The Portland Press Herald reported on July food preservation workshops hosted by the University of Maine Cooperative Extension. The workshops teach techniques for hot water bath and pressure canning, as well as fermentation and drying of herbs, fruits and vegetables. Workshops are scheduled in Lisbon Falls, South Paris and Falmouth. The cost is $15 per person for materials, and registration can be completed online.
Barbara Murphy, a University of Maine Cooperative Extension educator and gardening expert, was a guest on the Maine Public Broadcasting Network’s “Maine Calling” radio show. The show focused on gardening advice and touched on topics such as soil conditions and crops gardeners should expect to see ready by July.
The University of Maine Cooperative Extension was mentioned in a Sun Journal article about a town meeting in Peru. At the meeting, Brenda Swan, director of the Peru Food Bank, was granted permission from selectmen to use land near the Town Office for a community garden. Swan said she is looking to form a steering committee for the project and UMaine Extension will provide guidance.

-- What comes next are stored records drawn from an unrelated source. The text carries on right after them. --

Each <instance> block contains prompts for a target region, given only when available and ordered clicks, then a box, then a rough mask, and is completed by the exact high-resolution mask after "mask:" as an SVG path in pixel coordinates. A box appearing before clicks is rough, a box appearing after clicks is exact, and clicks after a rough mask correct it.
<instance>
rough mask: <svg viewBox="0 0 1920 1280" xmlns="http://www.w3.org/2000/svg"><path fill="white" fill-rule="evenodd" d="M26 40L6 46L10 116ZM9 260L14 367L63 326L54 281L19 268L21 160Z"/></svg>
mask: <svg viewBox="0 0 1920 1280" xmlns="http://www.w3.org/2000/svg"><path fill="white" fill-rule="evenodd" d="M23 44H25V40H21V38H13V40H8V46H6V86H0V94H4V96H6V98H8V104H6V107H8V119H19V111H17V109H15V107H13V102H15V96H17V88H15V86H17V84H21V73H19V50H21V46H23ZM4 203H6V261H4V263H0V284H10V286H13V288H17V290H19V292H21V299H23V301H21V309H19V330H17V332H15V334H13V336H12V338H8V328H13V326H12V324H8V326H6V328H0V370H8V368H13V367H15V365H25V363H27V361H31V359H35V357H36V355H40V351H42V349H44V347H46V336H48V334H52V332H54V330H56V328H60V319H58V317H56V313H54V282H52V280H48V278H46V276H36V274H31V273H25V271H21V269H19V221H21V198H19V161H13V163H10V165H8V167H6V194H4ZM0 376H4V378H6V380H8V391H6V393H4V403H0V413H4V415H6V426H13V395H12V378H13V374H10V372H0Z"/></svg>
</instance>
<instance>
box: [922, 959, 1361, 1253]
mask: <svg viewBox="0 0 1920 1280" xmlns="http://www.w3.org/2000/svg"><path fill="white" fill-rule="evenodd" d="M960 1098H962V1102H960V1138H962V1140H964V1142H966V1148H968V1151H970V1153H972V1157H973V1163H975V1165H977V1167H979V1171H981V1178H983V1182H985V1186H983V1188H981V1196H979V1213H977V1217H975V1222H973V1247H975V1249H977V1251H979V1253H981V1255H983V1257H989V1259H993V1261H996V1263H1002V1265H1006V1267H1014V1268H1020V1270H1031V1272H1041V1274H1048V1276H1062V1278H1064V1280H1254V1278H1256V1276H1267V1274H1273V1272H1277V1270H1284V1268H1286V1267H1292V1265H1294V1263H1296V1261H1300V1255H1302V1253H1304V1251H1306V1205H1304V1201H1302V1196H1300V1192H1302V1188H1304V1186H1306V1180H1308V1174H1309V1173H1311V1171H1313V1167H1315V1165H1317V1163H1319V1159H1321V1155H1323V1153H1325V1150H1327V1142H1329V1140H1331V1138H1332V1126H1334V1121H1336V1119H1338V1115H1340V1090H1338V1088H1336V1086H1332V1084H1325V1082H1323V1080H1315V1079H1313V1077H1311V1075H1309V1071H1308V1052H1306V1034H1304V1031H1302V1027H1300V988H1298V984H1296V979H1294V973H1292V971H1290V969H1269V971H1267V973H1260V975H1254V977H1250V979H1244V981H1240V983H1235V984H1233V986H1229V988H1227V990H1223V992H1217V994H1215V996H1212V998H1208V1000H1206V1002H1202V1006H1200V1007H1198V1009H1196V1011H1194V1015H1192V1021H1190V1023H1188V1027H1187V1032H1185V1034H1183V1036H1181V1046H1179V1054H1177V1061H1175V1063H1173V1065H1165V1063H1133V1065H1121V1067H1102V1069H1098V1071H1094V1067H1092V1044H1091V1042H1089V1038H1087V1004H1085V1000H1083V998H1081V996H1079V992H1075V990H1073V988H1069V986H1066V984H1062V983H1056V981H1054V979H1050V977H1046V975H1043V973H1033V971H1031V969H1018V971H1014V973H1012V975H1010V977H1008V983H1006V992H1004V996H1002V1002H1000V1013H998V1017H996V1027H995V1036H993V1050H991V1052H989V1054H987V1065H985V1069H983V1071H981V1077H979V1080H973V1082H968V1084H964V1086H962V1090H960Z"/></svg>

WLBZ (Channel 2) spoke with Barbara Murphy, a gardening expert and University of Maine Cooperative Extension educator in Oxford County, for a report about home gardens being affected by overnight frost. Murphy said it has been a very cold and slow start to the growing season and advises home gardeners to wait for consistently warm daytime and nighttime temperatures before planting. “The soils are very cold — much colder than the air temperature — and they’re absolutely saturated. No seeds germinate very well under these conditions, and seedlings don’t get established well under these conditions. So just be patient,” she said.
Kathryn Hopkins, a maple syrup expert and University of Maine Cooperative Extension educator and professor, was mentioned in a Sanford News article about Hilltop Boilers of Newfield being named “top boilers” for the state at the Southern Maine Maple Sugar Makers Association’s annual maple syrup contest. About 60 participants from York, Cumberland and Oxford counties attended. Hopkins, who also is host of the Maple Grading School, has made the program and contest possible for Maine’s syrup producers, according to the article.
Barbara Murphy, a gardening expert and University of Maine Cooperative Extension educator in Oxford County, and Mark Hutchinson, a UMaine Extension professor in Knox and Lincoln counties, were quoted in the Bangor Daily News article, “Cold, wet spring means slow start for farmers, gardeners.” Murphy said it may be the most sluggish start to the growing season in almost a decade, but she advises gardeners to be patient and assume it’s going to be a good season. “There’s no reason to assume this year will be different from any other successful year,” she said. Hutchinson said he has heard from other experts that the slow spring is a lot like what has been normal in past years.
Barbara Murphy, a University of Maine Cooperative Extension educator and gardening expert who helps beginning gardeners achieve successful harvests, was a guest on the Maine Public Broadcasting Network’s “Maine Calling” radio show. The show focused on spring gardening advice, and touched on topics such as annuals, perennials, container gardening, vegetables, sun, soil and pests.